Eu até ia se for planeada para daqui a 2 anos  ou para o próximo ano, já andei a ver as melhores empresas no ramo do stormchaser no corredor dod tornado e já tenho umas 2 ou três que quase sempre apanham um ou dois tornados e clarfo o melhor mês par ir é em Maio!


----------



## dj_alex (9 Jun 2006 às 11:44)

Seringador disse:
			
		

> Eu até ia se for planeada para daqui a 2 anos  ou para o próximo ano, já andei a ver as melhores empresas no ramo do stormchaser no corredor dod tornado e já tenho umas 2 ou três que quase sempre apanham um ou dois tornados e clarfo o melhor mês par ir é em Maio!




Nem quero imaginar o preço....


----------



## Seringador (9 Jun 2006 às 17:19)

dj_alex disse:
			
		

> Nem quero imaginar o preço....


Bem com o vôo para Londres e comprar lá o pacote 15 dias ficava-me por 1000eur, fora despesas e, € 2000 com despesas 
Poder-se-ia ter um patrocínio


----------



## dj_alex (9 Jun 2006 às 19:37)

Seringador disse:
			
		

> Bem com o vôo para Londres e comprar lá o pacote 15 dias ficava-me por 1000eur, fora despesas e, € 2000 com despesas
> Poder-se-ia ter um patrocínio




1000€ de despesas??? Não podes comer pão e manteiga, e dormir num parque de campismo qql a beira da estrada durante 2 semanas??? tinha era que ser longe do corredor dos tornados....Se não a experiencia era capaz de ser intensa demais!!!!   

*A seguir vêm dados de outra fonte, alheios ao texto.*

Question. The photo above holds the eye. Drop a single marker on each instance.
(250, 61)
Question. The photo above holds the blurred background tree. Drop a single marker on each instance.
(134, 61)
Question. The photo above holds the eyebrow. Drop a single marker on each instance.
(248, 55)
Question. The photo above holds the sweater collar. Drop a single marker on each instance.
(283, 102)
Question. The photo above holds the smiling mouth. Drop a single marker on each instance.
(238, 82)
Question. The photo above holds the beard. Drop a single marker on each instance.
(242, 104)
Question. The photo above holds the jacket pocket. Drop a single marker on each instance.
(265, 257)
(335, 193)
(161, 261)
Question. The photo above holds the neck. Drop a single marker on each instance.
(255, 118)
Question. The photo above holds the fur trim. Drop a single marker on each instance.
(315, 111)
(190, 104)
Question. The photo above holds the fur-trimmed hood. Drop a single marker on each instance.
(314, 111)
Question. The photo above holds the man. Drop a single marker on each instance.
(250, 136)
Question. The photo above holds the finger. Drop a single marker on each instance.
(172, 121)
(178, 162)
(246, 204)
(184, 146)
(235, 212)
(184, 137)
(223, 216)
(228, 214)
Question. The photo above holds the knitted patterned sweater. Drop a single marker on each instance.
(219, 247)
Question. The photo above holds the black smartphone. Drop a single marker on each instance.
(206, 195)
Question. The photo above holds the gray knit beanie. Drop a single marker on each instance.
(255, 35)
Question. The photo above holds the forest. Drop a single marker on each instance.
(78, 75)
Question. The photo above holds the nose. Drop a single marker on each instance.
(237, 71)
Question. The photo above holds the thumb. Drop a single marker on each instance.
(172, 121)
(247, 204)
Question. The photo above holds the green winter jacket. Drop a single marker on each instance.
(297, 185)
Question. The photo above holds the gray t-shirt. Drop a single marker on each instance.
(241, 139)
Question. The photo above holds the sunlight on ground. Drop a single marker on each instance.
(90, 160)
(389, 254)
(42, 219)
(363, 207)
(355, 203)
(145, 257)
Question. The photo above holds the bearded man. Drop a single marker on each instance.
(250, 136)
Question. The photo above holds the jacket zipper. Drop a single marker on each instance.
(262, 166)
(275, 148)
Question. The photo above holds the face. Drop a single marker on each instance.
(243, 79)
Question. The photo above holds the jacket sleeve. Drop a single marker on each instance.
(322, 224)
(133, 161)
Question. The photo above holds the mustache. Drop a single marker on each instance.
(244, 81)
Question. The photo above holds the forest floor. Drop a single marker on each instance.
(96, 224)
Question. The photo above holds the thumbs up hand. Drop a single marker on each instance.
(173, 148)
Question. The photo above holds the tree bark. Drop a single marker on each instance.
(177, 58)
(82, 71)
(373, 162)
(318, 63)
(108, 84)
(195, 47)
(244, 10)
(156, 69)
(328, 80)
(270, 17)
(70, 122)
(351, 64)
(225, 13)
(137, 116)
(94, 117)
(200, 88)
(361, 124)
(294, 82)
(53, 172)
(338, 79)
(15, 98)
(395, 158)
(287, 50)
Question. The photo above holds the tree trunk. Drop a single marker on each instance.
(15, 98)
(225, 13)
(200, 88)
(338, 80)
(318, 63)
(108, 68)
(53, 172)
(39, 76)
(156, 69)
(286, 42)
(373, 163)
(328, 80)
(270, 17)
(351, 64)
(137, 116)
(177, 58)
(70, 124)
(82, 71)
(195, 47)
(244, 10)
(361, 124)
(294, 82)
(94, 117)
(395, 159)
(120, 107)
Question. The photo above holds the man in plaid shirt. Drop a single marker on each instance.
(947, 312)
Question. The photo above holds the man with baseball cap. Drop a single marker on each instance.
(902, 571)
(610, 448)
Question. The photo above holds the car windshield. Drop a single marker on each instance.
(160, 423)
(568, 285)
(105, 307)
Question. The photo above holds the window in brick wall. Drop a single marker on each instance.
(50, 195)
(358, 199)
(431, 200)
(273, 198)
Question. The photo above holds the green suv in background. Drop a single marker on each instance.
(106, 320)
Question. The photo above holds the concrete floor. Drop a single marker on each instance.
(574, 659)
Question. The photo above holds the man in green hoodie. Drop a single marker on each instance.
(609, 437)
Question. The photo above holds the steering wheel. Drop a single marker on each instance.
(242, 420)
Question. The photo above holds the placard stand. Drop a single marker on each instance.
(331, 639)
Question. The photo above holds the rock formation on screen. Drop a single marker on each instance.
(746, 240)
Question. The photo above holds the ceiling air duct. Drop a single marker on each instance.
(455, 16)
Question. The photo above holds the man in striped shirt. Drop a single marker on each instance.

quanto ao patrocinio...Podemos sempre mandar uma carta ao IM a perguntar...


----------



## Seringador (9 Jun 2006 às 23:04)

dj_alex disse:
			
		

> 1000€ de despesas??? Não podes comer pão e manteiga, e dormir num parque de campismo qql a beira da estrada durante 2 semanas??? tinha era que ser longe do corredor dos tornados....Se não a experiencia era capaz de ser intensa demais!!!!
> 
> quanto ao patrocinio...Podemos sempre mandar uma carta ao IM a perguntar...


1000€ que incluía despesas alimentação, dormida, suvenirs,transferes e para algum precalço, claro que há sempre o cartão de crédito que nos USA é o mais desejado...claro que depois teremos de fazer horas extraordinárias a informar a população para o IM, para ganhar uns cobres a crédito   !


----------